1. Green Lantern Returns
Director: Tim Burton
Plot: When a mustache-twirling, corrupt businessman (Johnny Depp) and the grotesque Black Hand (Tyler Perry, again in drag) plot to take control of Earth, only the power of Hal Jordan and the Green Lantern can stop them. Meanwhile, Star Sapphire (Blake Lively) gives every 13 year old boy a pant-busting crush.

A Movie A Week – The Challenge

This Week’s DVD – Defiance

A film that came and went from theatres pretty quickly in 2008, released the last week of the year as it was an awards season film that failed to garner any awards of note other than Best Original Score, Defiance is a rare film involving Jews in World War 2 that isn’t a Holocaust film. One of lesser note is Defiance, which is about the Bielski partisans.

Who were they? They were a bunch of Polish Jews who raised an army and fought the Nazis in what are now the Belarusian forests. Tuvia, Zus, Asael and Aron were the only survivors after their family was killed by Nazis. Taking revenge and putting a target on their hand by the Nazis, the Bielski brothers went from being a small group of outlaws to being a small army. Why?

People came to them in the forests where they hid from the law, wanting to fight against the Nazis instead of facing certain death in the Ghettos.

You’d think the Academy would’ve been all over this. Normally World War 2 films are Oscar bait during this time of year and films involving the Holocaust are like crack to a junkie. And yet this didn’t for some reason. In retrospect it’s easy to see why. It’s in the bad attempt at Polish accents that kills it. I like everyone involved but no one really knows how to pull off a proper Polish accent; instead we’re treated to a hodgepodge of remarkably awfully generic Eastern European accents. You’d think this was a ‘80s action flick instead of a period war piece. But it’s got a great setup that sucks you in, despite the misadventures in accent use.
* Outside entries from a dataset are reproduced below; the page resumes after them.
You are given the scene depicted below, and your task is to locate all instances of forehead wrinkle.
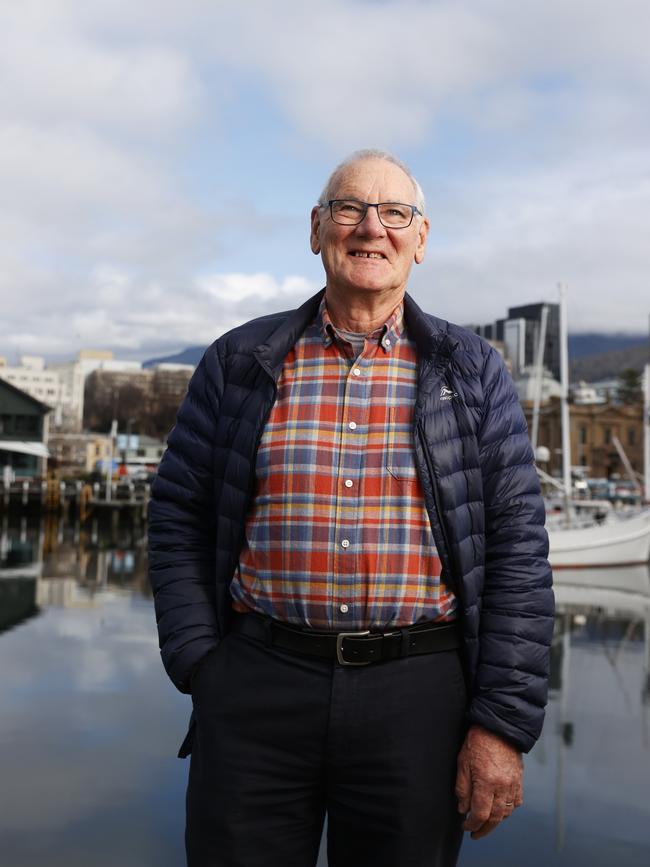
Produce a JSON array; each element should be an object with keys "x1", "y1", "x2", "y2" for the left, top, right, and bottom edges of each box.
[{"x1": 332, "y1": 160, "x2": 415, "y2": 204}]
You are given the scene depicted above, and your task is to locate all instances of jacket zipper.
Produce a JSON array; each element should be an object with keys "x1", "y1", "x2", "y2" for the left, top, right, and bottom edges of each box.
[{"x1": 417, "y1": 420, "x2": 459, "y2": 595}]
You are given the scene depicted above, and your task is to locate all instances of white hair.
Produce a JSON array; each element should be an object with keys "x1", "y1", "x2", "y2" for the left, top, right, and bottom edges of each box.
[{"x1": 318, "y1": 148, "x2": 425, "y2": 214}]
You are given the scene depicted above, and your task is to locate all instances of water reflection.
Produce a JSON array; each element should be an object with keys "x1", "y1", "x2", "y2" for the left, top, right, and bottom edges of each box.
[{"x1": 0, "y1": 519, "x2": 650, "y2": 867}]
Daniel Craig, Jamie Bell and Live Schreiber are the three main brothers (with some child actor playing Aron). Craig is Tuvia, the leader of the partisan group through circumstance as opposed to desire. His younger brother Zus (Schreiber) really wants to kill Nazis after the deaths of their family, irritated because Tuvia is the one that ends up summarily executing the officer who killed their family. Asael (Bell) is stuck between them. On the one he wants to go off with Zus, who winds up with the Soviet army for a while. On the other he wants to be close to Tuvia. As the two go on their separate ways, and back together for a variety of missions, the film is about maintaining your humanity when all else is lost.
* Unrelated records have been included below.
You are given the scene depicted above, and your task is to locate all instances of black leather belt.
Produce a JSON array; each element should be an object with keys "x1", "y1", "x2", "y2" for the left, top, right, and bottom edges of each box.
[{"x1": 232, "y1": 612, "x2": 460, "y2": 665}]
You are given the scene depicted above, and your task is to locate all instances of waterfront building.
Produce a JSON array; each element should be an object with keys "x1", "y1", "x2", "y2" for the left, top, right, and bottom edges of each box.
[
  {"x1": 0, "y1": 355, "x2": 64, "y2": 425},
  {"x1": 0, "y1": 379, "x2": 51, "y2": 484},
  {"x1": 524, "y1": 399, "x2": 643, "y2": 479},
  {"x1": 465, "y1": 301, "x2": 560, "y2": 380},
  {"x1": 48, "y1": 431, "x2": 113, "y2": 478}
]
That’s the theme as the brothers have to maintain their humanity when they’re being hunted like animals. Stuck in the forest, it becomes a fight for survival that’ll change everything they know about one another. It’s a good little film that tells a valuable story about World War 2 that hasn’t been told before.

Recommended.

What Looks Good This Weekend, and I Don’t Mean the $2 Pints of Bass Ale and community college co-eds with low standards at the Alumni Club

30 Minutes or Less – Jesse Eisenberg is a stoner pizza delivery guy who is forced to rob a bank.

See It – Eisenberg seems to have found a comfortable relationship with Rueben Fleischer. They were great in Zombieland with Eisenberg in a similar role and I can’t see this film being obnoxiously bad. It has enough guys who are excellent in supporting roles but not as good in main roles to make it excellent.

Glee: The 3D Concert Movie – More singing and dancing, apparently.

Skip It – The fact that this is a film shows how far talent has fallen in the music industry.

Final Destination 5 – More teenagers try to cheat death and fail.

Skip It – Here’s a spoiler: they all die. It’s not that I’ve seen the film but it happened in the previous four and I don’t think it’ll change this time.

The Help – Emma Stone writes a book about ‘60s era housekeepers and their dirty laundry.

See It – Emma Stone can do no wrong as far as I’m concerned.

Sex and Zen 3D: Extreme Ecstasy – China beats America to it with 3D porn in a theatre. In limited release.

See It – It’s 3D porn … in a movie theatre! I’m not a big porn guy but it’s in 3D PORN in a MOVIE THEATRE. You won’t get this opportunity again … maybe ever.